Today Nvidia released CUDA 6.5, the “latest version of the world’s most pervasive parallel computing platform and programming model.” Available as a free download, version 6.5 of the CUDA Toolkit brings the power of GPU-accelerated computing for the first time to 64-bit ARM platforms. It also enables a newly expanded range of efficient, high-performance computing options to accelerate compute-intensive HPC and enterprise data center workloads.
CUDA 6.5 provides programmers with a robust, easy-to-use platform to develop advanced scientific, engineering, mobile and HPC applications on GPU-accelerated ARM and x86 CPU-based systems.
Additional performance and productivity features of the CUDA 6.5 platform include:
- Support for Microsoft Visual Studio 2013 – Expands host compiler support to include Microsoft Visual Studio 2013 for Windows.
- cuFFT callbacks capability – Delivers higher performance custom processing on input or output data by enabling programmers to specify callback functions that manipulate data in GPU memory before and during FFT processing.

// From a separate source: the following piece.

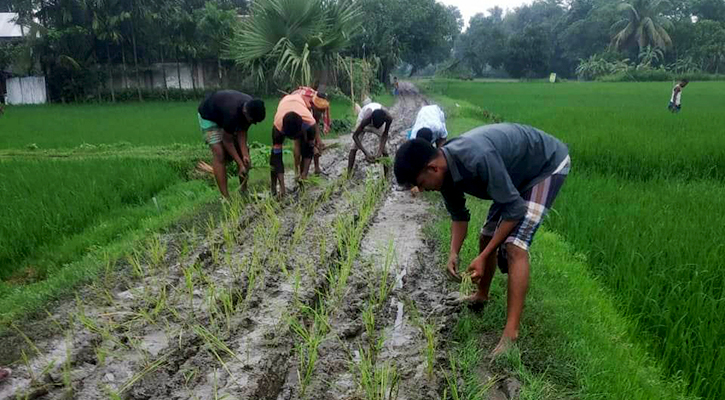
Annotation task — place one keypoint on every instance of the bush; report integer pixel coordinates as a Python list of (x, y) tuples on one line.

- Improved debugging for CUDA FORTRAN applications (preview) – Includes new debugging support for FORTRAN arrays (Linux only), improved source-to-assembly code correlation, and improved documentation.
- Application Replay mode – Enables faster analysis of complex scenarios using multiple hardware counters.

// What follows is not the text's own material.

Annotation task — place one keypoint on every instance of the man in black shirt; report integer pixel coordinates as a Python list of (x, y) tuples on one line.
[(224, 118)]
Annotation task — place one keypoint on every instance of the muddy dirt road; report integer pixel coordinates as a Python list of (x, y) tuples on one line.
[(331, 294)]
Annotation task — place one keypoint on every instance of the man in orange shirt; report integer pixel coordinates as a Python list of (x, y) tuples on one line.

- Updated CUDA Occupancy Calculator API – Frees programmer from having to manually configure kernel launches for each GPU architecture.
- New “nvprune” utility – New utility that prunes object files and libraries to only contain device code needed for the specified target architectures, reducing application size and improving load-time performance.
- BSR sparse matrix format in cuSPARSE routines – Support for Block Sparse Row matrix format added to more sparse matrix operations.
In related news, Nvidia’s Mark Harris has posted 10 Ways CUDA 6.5 Improves Performance and Productivity.